Signalling cascades inducing reticulophagy upon ER stress. The transmembrane protein Ire1 (yeast and mammals), ATF6, and PERK (mammals) sense the accumulation of unfolded proteins and/or aggregates, and trigger a general transcriptional response that affect the levels of proteins involved in autophagy. These include Atg8 (signal mediated through Ire1/Hac1 and unidentified alternative pathways in yeast) and Atg12 (mediated by the PERK/eIF2α signalling cascade in mammals). The Atg12-Atg5 (Atg16) complex facilitates the lipidation of Atg8 and autophagy induction. Unknown signalling events in yeast, dependent or independent of the inhibition of the Tor kinase, promote Atg1 activation. Green arrows indicate an increase in protein levels. Question marks indicate signalling cascades that may exist but have not yet been characterized.

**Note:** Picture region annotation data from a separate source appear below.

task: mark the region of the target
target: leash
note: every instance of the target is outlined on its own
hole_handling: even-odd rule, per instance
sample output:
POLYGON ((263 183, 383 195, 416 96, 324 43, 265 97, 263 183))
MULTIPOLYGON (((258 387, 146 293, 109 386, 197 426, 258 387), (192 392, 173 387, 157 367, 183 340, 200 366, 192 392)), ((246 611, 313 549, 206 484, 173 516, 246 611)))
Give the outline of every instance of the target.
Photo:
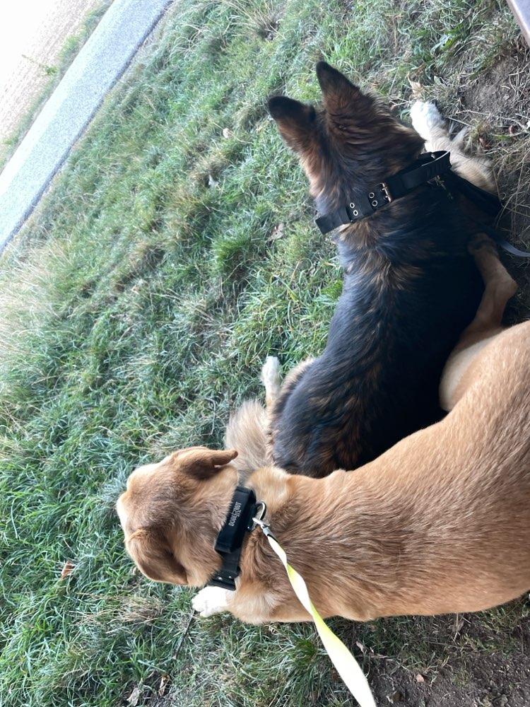
POLYGON ((252 518, 252 520, 256 525, 261 527, 269 540, 271 547, 281 560, 295 594, 304 608, 312 617, 324 647, 327 651, 331 662, 336 668, 337 672, 344 681, 346 687, 359 703, 360 707, 376 707, 375 700, 370 689, 368 681, 366 679, 360 666, 344 643, 338 636, 334 633, 315 609, 303 578, 287 561, 287 555, 274 537, 270 527, 261 518, 252 518))

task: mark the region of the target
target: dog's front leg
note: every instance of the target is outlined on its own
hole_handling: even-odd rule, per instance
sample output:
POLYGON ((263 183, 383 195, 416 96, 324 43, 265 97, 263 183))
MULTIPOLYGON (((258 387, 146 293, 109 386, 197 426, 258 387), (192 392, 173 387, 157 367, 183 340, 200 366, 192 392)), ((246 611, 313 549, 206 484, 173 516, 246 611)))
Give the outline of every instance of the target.
POLYGON ((230 611, 230 600, 233 595, 221 587, 205 587, 192 600, 193 608, 204 618, 230 611))

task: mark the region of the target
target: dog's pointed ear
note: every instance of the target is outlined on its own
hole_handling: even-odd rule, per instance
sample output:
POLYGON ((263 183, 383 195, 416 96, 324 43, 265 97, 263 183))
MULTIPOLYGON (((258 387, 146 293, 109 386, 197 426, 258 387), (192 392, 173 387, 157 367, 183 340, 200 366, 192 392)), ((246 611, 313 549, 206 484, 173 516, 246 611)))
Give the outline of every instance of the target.
POLYGON ((314 132, 316 113, 312 105, 286 95, 273 95, 269 99, 269 112, 292 150, 303 152, 308 148, 314 132))
POLYGON ((366 98, 358 86, 325 62, 319 62, 317 64, 317 78, 322 91, 324 106, 330 113, 351 106, 351 101, 360 96, 366 98))
POLYGON ((187 584, 188 575, 167 544, 162 530, 139 528, 125 542, 135 564, 149 579, 171 584, 187 584))
POLYGON ((211 479, 223 467, 235 459, 235 449, 216 451, 207 447, 194 447, 175 452, 180 466, 190 477, 199 481, 211 479))

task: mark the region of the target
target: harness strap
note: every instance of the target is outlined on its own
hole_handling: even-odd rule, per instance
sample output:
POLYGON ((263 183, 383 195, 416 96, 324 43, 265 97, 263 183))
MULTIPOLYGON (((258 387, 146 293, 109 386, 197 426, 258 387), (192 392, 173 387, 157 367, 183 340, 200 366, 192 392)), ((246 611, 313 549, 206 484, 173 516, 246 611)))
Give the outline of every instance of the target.
POLYGON ((349 204, 343 204, 329 214, 319 216, 316 220, 317 226, 322 233, 329 233, 339 226, 360 221, 387 206, 394 199, 404 197, 420 185, 444 175, 450 170, 451 162, 448 152, 440 151, 420 155, 409 167, 388 177, 365 194, 353 197, 355 201, 352 200, 349 204))

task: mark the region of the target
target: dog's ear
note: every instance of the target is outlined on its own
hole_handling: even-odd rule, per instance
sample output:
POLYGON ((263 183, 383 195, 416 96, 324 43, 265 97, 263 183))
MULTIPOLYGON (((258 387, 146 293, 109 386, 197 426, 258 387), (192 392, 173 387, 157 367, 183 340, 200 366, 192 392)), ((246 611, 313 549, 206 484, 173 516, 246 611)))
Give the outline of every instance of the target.
POLYGON ((370 100, 361 93, 360 89, 352 83, 336 69, 325 62, 317 64, 317 78, 322 91, 322 101, 328 112, 340 112, 351 107, 351 101, 360 98, 370 100))
POLYGON ((127 551, 142 573, 155 582, 187 584, 188 575, 161 530, 139 528, 126 542, 127 551))
POLYGON ((237 456, 235 449, 216 451, 206 447, 194 447, 175 452, 179 466, 199 481, 211 479, 237 456))
POLYGON ((309 148, 314 132, 316 113, 312 105, 286 95, 273 95, 269 99, 269 111, 292 150, 304 152, 309 148))

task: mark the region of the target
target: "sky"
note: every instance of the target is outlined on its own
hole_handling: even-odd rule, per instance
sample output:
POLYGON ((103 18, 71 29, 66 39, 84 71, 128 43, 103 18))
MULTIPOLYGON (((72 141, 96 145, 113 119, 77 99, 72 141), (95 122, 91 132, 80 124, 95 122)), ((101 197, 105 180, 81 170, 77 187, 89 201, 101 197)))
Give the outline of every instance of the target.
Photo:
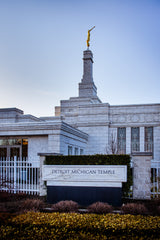
POLYGON ((54 116, 77 97, 93 26, 101 101, 160 103, 160 0, 0 0, 0 108, 54 116))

Mechanisms of ribophagy and reticulophagy in yeast. (a) A model for ribophagy. Under ribophagy inducing conditions, ribosomes are selectively engulfed into autophagosomes and subsequently degraded in the vacuole. The generated basic metabolites (amino acids, sugars, fatty acids etc.) are then recycled back to the cytoplasm for reuse or as a source of energy. ((b) and (c)) Models for reticulophagy. Under stress conditions, due to an accumulation of unfolded proteins and/or protein aggregates, a partial scission of the ER occurs and the formed fragments are specifically transported to the sites where autophagosome biogenesis takes place (b). ER stress triggers the recruitment of the Atg proteins onto or close to this organelle. There, possibly by utilizing the ER membranes, the Atg proteins mediate the formation of autophagosomes, which expand around the ER sections that have to be removed (c). The dashed arrows indicate that under specific ER stress conditions, autophagosomes do not fuse with the vacuole. Question marks highlight proteins that have been implicated in the transport and selection of the cargo in which the mechanism of action remains to be elucidated.